The line at $v = 0$ comes from the fact that when $v = 0$, the solution to the ODE is $u(x) = 0$ for all $x$, regardless of the value of $\lambda$. This central line therefore corresponds to the trivial solution to the equation. However, the curved lines correspond to non-zero values of $\lambda$ and $v$ that yield $u(1) = 0$; and it appears that there exists at least one non-zero solution to the original "eigenvalue" problem for any value of $\lambda$, including negative values. Note that for small values of $v$, the curves intersect the $\lambda$ axis at $\pi^2 \approx 9.9$, $4 \pi^2 \approx 39.5$, and $9\pi^2 \approx 88.8$; these correspond to solutions that remain small ($u \ll 1$) over the whole domain, and so the solutions are "nearly linear". In this limit, we recover the eigenvalues $n^2 \pi^2$ of the linear problem.

(I'm not sure whether the "dotted" lines are real solutions or spurious. I believe they correspond to the borders of regions in the $\lambda v$-plane where the initial value problem cannot be solved over the whole domain $[0,1]$.)

To see why we have discrete eigenvalues in the linear case but continuous eigenvalues in the non-linear case, we can also apply the same technique to the linear version of this equation:

lineareqns = {u''[x] == λ (-u[x]), u[0] == 0, u'[0] == v}
sol = ParametricNDSolve[lineareqns, u, {x, 0, 1}, {λ, v}]
boundaryval[λ_, v_] := Check[u[λ, v][1] /. sol, Null,{InterpolatingFunction::dmval}]
ContourPlot[boundaryval[λ, v] == 0, {λ, -100, 100}, {v, -20, 20}, FrameLabel -> Automatic, PlotPoints -> 100]
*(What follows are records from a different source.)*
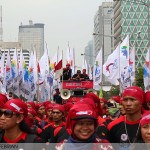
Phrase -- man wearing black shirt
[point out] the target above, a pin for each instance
(78, 76)
(126, 128)
(57, 98)
(67, 73)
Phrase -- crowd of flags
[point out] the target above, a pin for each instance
(119, 68)
(43, 75)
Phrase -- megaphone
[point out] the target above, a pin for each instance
(65, 94)
(91, 91)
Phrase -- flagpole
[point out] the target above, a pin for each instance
(18, 75)
(37, 80)
(149, 69)
(120, 84)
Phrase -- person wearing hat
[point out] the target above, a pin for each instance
(58, 116)
(57, 98)
(66, 72)
(78, 76)
(82, 120)
(12, 121)
(126, 128)
(147, 100)
(40, 119)
(86, 77)
(144, 136)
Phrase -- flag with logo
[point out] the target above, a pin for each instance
(146, 71)
(2, 67)
(97, 71)
(8, 73)
(124, 63)
(111, 66)
(14, 65)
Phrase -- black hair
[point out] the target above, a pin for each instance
(24, 127)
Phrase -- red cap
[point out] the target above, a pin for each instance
(59, 107)
(147, 96)
(134, 91)
(93, 96)
(38, 105)
(1, 104)
(80, 110)
(32, 104)
(17, 106)
(96, 100)
(116, 98)
(3, 98)
(68, 106)
(67, 64)
(49, 106)
(32, 111)
(103, 99)
(47, 102)
(145, 118)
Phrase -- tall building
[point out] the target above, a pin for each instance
(11, 46)
(89, 54)
(104, 29)
(132, 18)
(31, 37)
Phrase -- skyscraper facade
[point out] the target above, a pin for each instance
(103, 29)
(31, 37)
(88, 52)
(132, 18)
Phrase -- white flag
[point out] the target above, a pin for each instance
(124, 63)
(131, 68)
(147, 72)
(111, 66)
(2, 66)
(97, 70)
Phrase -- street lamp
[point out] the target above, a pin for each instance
(148, 8)
(83, 54)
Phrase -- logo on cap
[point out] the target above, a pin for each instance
(15, 106)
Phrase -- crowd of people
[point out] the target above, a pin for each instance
(67, 74)
(121, 119)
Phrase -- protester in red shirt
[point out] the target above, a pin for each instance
(126, 128)
(58, 121)
(12, 120)
(41, 115)
(82, 120)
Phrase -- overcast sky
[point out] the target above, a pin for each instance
(65, 20)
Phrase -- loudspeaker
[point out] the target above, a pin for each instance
(65, 94)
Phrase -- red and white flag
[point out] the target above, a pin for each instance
(58, 67)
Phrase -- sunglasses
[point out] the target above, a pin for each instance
(7, 113)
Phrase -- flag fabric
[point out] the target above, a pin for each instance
(2, 66)
(90, 72)
(68, 57)
(14, 65)
(101, 93)
(44, 64)
(124, 63)
(131, 68)
(97, 71)
(146, 71)
(72, 60)
(111, 66)
(58, 67)
(84, 64)
(2, 71)
(53, 61)
(31, 77)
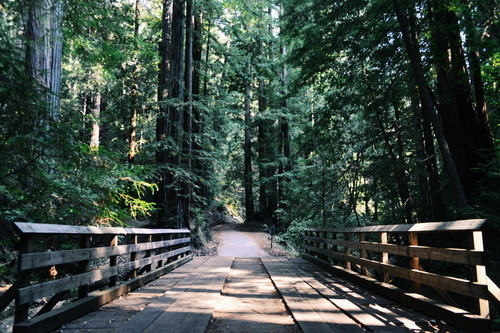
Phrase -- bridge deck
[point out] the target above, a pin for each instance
(189, 298)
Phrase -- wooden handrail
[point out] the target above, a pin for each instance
(123, 267)
(363, 252)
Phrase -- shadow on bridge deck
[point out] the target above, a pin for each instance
(221, 294)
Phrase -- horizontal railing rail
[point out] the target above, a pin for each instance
(375, 255)
(101, 264)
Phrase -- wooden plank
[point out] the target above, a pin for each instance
(60, 229)
(359, 314)
(460, 256)
(461, 225)
(493, 290)
(36, 260)
(8, 296)
(193, 310)
(60, 316)
(459, 317)
(302, 311)
(311, 310)
(148, 315)
(32, 293)
(461, 286)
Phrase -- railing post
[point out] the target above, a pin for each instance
(133, 256)
(23, 278)
(347, 250)
(113, 260)
(362, 252)
(148, 253)
(384, 255)
(414, 261)
(479, 274)
(160, 251)
(84, 266)
(335, 248)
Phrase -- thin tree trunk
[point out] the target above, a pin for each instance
(132, 141)
(169, 121)
(44, 53)
(249, 204)
(428, 107)
(186, 186)
(96, 115)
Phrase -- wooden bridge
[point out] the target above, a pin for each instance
(149, 281)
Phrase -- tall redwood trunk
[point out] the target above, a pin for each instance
(169, 122)
(248, 183)
(134, 94)
(44, 53)
(428, 106)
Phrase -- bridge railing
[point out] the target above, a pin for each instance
(98, 265)
(419, 257)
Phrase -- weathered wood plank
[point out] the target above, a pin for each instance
(359, 314)
(192, 311)
(460, 256)
(139, 323)
(60, 229)
(32, 293)
(36, 260)
(56, 318)
(462, 225)
(304, 314)
(461, 286)
(459, 317)
(311, 310)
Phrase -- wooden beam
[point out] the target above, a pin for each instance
(462, 225)
(61, 229)
(55, 318)
(459, 256)
(459, 317)
(36, 260)
(461, 286)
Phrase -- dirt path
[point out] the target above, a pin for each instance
(237, 244)
(249, 301)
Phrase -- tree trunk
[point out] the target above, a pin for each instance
(132, 141)
(428, 107)
(169, 122)
(249, 204)
(464, 125)
(187, 141)
(44, 53)
(96, 115)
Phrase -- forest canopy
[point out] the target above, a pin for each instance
(286, 113)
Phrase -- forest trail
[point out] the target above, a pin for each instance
(237, 244)
(249, 302)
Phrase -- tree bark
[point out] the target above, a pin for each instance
(428, 107)
(44, 54)
(96, 115)
(169, 122)
(249, 204)
(132, 141)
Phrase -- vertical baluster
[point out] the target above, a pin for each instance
(133, 256)
(414, 261)
(113, 260)
(347, 251)
(384, 255)
(362, 252)
(23, 278)
(148, 252)
(479, 274)
(84, 265)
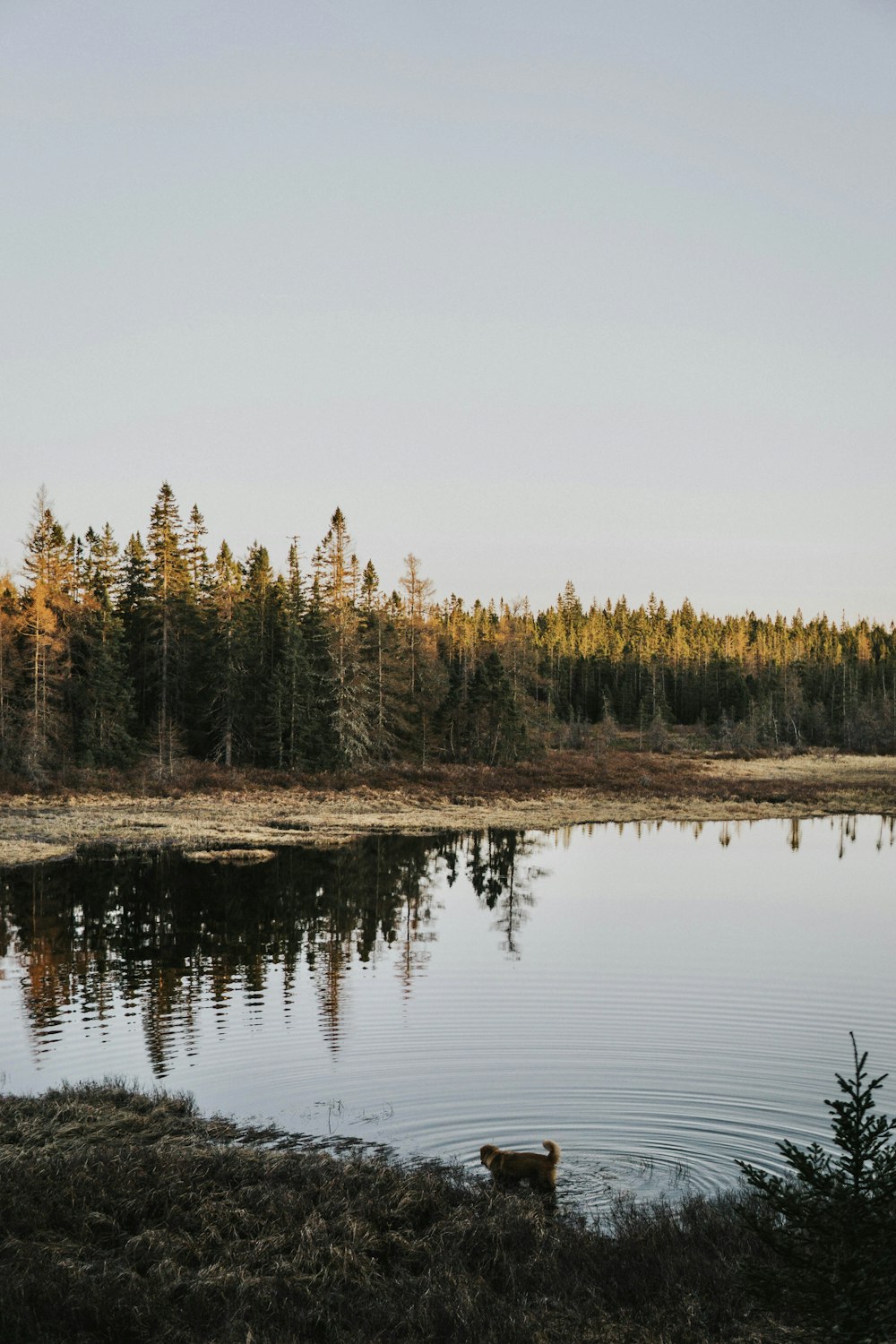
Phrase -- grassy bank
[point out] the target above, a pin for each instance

(This plot is generated much more quickly by Mathematica—about 10 seconds on my machine.)

We can see that other than the line $v = 0$, the contours for which $b(\lambda,v) = 0$ are vertical lines, and thus only discrete values of $\lambda$ are eigenvalues of this equation.

What's going on? In the linear case, suppose that $\{\lambda,v\}$ is a solution of $b(\lambda, v) = 0$. This means that there exists a solution $u(x)$ such that $u(0) = 0$, $u'(0) = v$, and $u(1) = 0$. But since the equation is linear for a fixed value of $\lambda$, $\tilde{u}(x) = \alpha u(x)$ will be a solution with $\tilde{u}(0) = 0$, $\tilde{u}'(0) = \alpha v$, and $\tilde{u}(1) = 0$, and with the same value of $\lambda$. Since this is true for any value of $\alpha$, it must be the case that varying $v$ does not change $b$ when $b = 0$. In other words, for the linear equation, $$ b(\lambda, v) = 0 \quad \Rightarrow \quad \left( \frac{\partial b}{\partial v} \right)_\lambda = 0. $$ Thus, the "curves" of constant $b$ in the $\lambda v$-plane point directly in the $v$-direction. No such argument can be made for the non-linear equation, since for a fixed value of $\lambda$, a multiple of a solution $u(x)$ to the ODE is generally not itself a solution.